Seulement, la sortie de ce gouffre fût bien plus éprouvante que tout ce que nous pouvions imaginer. La chaleur était torride et la pente bien plus raide qu’indiqué par Tula.
Arrivés au col situé en haut de ce canyon nous pensions avoir fait le plus dur. Mais il nous restait encore quelques heures de marche et autant de cols à franchir.
Le Nilgiri vu du col
La chaîne de l’Anapurna
Continuant notre chemin, nous avons croisé un régiment de 200 soldats Népalais et de quelques chevaux. L’un d’eux me demanda, par simple curiosité, d’où nous venions et où nous allions. Il me confirma alors qu’il s’agissait là d’une très grosse et difficile marche.
Eux n’étaient pas non plus au bout de leur peine. Ils transportaient un lourd barda, seulement aidés de quelques mules, dans l’optique de s’installer à la frontière Népalo-tibétaine.
Le reste de la mâtiné fût une succession de montagnes russes enchaînant les passages de cols.
Elle nous mena dans ce minuscule village où nous avions déjà fait une halte et où nous attendait notre petite éplucheuse de patates.
Après avoir avalé une assiette de “macronis” (« macaronis » étant orthographié de cette façon sur tous les menus des guesthouse du Mustang), je dois avouer que ce n’est pas sans traîner des jambes épuisées et tremblantes que je me suis remise en route.
Une longue descente nous attendait alors pour rejoindre le lit de la Kali Gandaki que nous avions quitté il y a déjà quelques jours.
Pour rejoindre le village dans lequel nous devions passer la nuit, nous devions subir une dernière épreuve. La mousson ayant fait gonfler le flux de la rivière il nous était impossible d’atteindre le village situé sur l’autre rive sans prendre un bain de pied.
Mané et Kansa, arrivés avant nous, nous faisaient de grands signes de l’autre côté de la rive. Puis finir par retrousser leur pantalon pour venir nous aider à traverser.
Chaussures et chaussettes autour du cou, pantalon remonté nous avons dû piétiner dans les eaux froides et agitées de la Kali Gandaki pour rejoindre le village.
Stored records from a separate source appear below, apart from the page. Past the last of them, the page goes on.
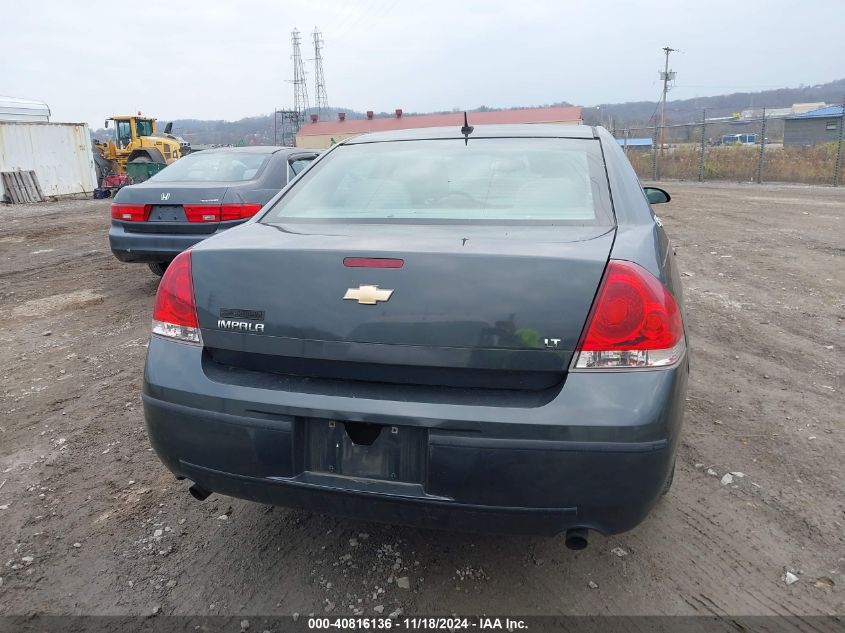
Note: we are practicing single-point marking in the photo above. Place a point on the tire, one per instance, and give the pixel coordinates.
(668, 485)
(158, 267)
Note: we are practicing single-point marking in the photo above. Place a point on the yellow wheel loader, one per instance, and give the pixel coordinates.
(137, 143)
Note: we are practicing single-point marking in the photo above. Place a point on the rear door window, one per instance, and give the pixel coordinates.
(487, 180)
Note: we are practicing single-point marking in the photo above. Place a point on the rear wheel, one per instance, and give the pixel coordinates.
(159, 267)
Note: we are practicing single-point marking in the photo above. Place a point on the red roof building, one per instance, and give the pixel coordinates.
(323, 134)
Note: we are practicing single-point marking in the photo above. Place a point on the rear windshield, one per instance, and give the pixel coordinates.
(484, 181)
(214, 167)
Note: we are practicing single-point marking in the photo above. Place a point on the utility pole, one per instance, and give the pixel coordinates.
(762, 149)
(300, 86)
(322, 100)
(838, 174)
(667, 76)
(701, 149)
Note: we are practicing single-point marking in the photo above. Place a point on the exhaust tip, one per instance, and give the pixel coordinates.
(576, 539)
(198, 492)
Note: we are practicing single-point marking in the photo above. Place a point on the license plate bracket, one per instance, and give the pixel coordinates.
(370, 451)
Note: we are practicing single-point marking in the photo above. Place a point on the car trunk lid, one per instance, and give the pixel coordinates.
(469, 306)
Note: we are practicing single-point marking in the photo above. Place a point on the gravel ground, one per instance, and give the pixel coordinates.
(92, 523)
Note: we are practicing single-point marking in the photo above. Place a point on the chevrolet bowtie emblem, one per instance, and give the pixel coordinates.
(368, 295)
Ayant eu le pied fracturé quelques mois auparavant, marcher sur des rochers, dans des eaux boueuses et agitées après une si dure journée ne m’a pas vraiment enchanté même si j’en garde aujourd’hui un souvenir amusé.
Le soir, après une douche chaude (c’est suffisamment rare pour le notifier) et notre habituel dîner, mané et kansa avaient préparé un super gâteau d’anniversaire pour David (trop vieux pour que je cite son âge :P). Bien qu’épuisée, m’endormant à moité sur ma chaise, je ne l’ai pas moins apprécié.